NCLEX-RN
NCLEX RN Exam Prep
1. Which of the following signs or symptoms indicates a possible nutritional deficiency?
- A. Subcutaneous fat at the waist and abdomen
- B. Presence of papillae on the surface of the tongue
- C. Straight arms and legs
- D. Pale conjunctiva
Correct answer: D
Rationale: A client with poor nutritional intake may have pale mucous membranes surrounding the eye, or the conjunctiva. This area should normally be pink, indicating good circulation and a lack of irritation or dryness. Improper nutrition can manifest as numerous signs in the body, including bowed legs, pale mucous membranes, a smooth or beefy tongue, and poor muscle tone. Subcutaneous fat at the waist and abdomen is not a sign of nutritional deficiency but rather of excess fat deposition. The presence of papillae on the surface of the tongue is normal and not indicative of a nutritional deficiency. Straight arms and legs are also typical anatomical features and not specifically related to nutritional deficiencies.
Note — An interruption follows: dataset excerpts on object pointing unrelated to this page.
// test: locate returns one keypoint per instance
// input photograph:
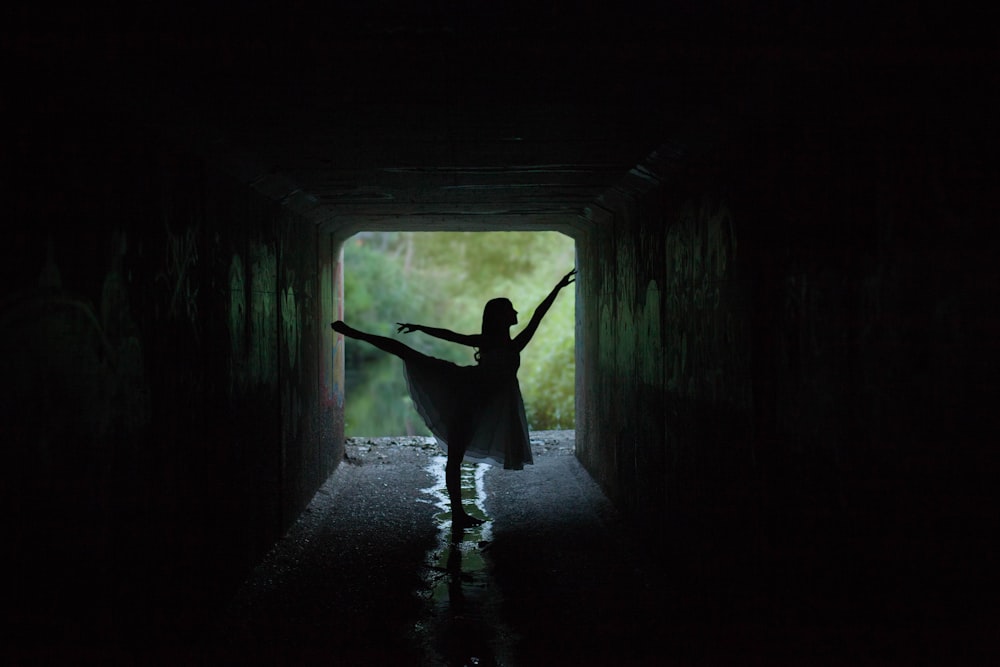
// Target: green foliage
(444, 279)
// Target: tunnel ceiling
(447, 115)
(435, 119)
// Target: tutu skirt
(481, 405)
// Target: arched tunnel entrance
(442, 279)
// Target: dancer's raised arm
(523, 338)
(472, 340)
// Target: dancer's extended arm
(472, 340)
(523, 338)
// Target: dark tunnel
(786, 319)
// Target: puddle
(461, 624)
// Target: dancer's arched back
(475, 411)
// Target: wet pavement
(373, 574)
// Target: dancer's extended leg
(389, 345)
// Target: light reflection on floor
(461, 624)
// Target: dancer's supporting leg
(453, 481)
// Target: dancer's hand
(567, 279)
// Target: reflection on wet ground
(373, 574)
(462, 624)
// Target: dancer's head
(498, 316)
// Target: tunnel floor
(372, 574)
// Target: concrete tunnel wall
(784, 361)
(169, 404)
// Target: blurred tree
(444, 279)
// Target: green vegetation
(443, 279)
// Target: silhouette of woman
(475, 412)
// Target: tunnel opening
(442, 279)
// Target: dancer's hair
(496, 322)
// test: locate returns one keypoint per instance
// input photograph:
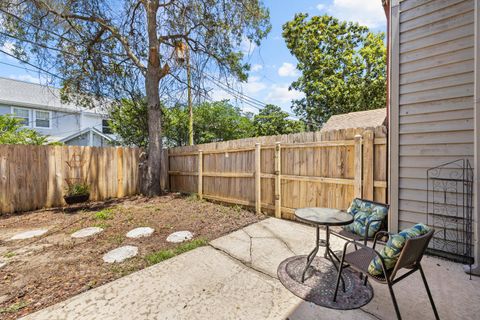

2. When should you wear gloves?
- A. preparing infant formula for a newborn baby
- B. transferring breast milk into a baby bottle
- C. knocking on a patient's door
- D. opening a patient's door
Correct answer: B
Rationale: You must wear gloves when transferring breast milk into a baby bottle because breast milk is considered a bodily fluid. It is essential to avoid direct contact to prevent contamination. When preparing infant formula, gloves are not required as formula is not a bodily fluid. Knocking on or opening a patient's door does not involve direct contact with bodily fluids, so gloves are unnecessary in those situations.
3. In a patient with acromegaly, which assessment finding will the nurse expect to find?
- A. Sternal deformity and hyperextensible joints
- B. Growth retardation and a delayed onset of puberty
- C. Overgrowth of bone in the face, head, hands, and feet
- D. Increased height and weight and delayed sexual development
Correct answer: C
Rationale: Acromegaly is a condition characterized by excessive secretion of growth hormone in adulthood after normal body growth completion. This hormonal excess leads to overgrowth of bones in the face, head, hands, and feet; however, there is no significant change in height. Stating sternal deformity and hyperextensible joints is incorrect as they are characteristic findings of Marfan syndrome. Growth retardation and delayed onset of puberty are not typical of acromegaly but are seen in hypopituitary dwarfism. Increased height, weight, and delayed sexual development are features of gigantism, not acromegaly. Therefore, the correct assessment finding in a patient with acromegaly would be overgrowth of bone in the face, head, hands, and feet.
4. Which playroom activities should the nurse organize for a small group of 7-year-old hospitalized children?
- A. Sports and games with rules.
- B. Finger paints and water play.
- C. "Dress-up"? clothes and props.
- D. Chess and television programs
Correct answer: A
Rationale: For 7-year-old children, play serves an important role in developing cooperation, logical reasoning, and social skills. Organizing sports and games with rules is beneficial as it helps children understand the importance of rules, promotes teamwork, and fosters social interactions. Finger paints and water play, while fun, may not target the specific developmental needs of this age group. Similarly, 'Dress-up' clothes and props can encourage imaginative play but may not necessarily promote cooperation and logical reasoning. Chess and television programs are more suited for older children and may not engage 7-year-olds as effectively in developing the desired skills.
5. When auscultating the blood pressure of a 25-year-old patient, the nurse notices that the phase I Korotkoff sounds begin at 200 mm Hg. At 100 mm Hg, the Korotkoff sounds muffle. At 92 mm Hg, the Korotkoff sounds disappear. How should the nurse record this patient's blood pressure?
- A. 200/92
- B. 200/100
- C. 100/200/92
- D. 200/100/92
Correct answer: A
Rationale: When auscultating blood pressure, it is crucial to note the points at which Korotkoff sounds change. In adults, the last audible sound indicates the diastolic pressure. In this case, the Korotkoff sounds muffle at 100 mm Hg and disappear at 92 mm Hg. Therefore, the blood pressure should be recorded as systolic/diastolic, which is 200/92. Choices B, C, and D are incorrect because they do not reflect the correct points where the Korotkoff sounds change during blood pressure measurement.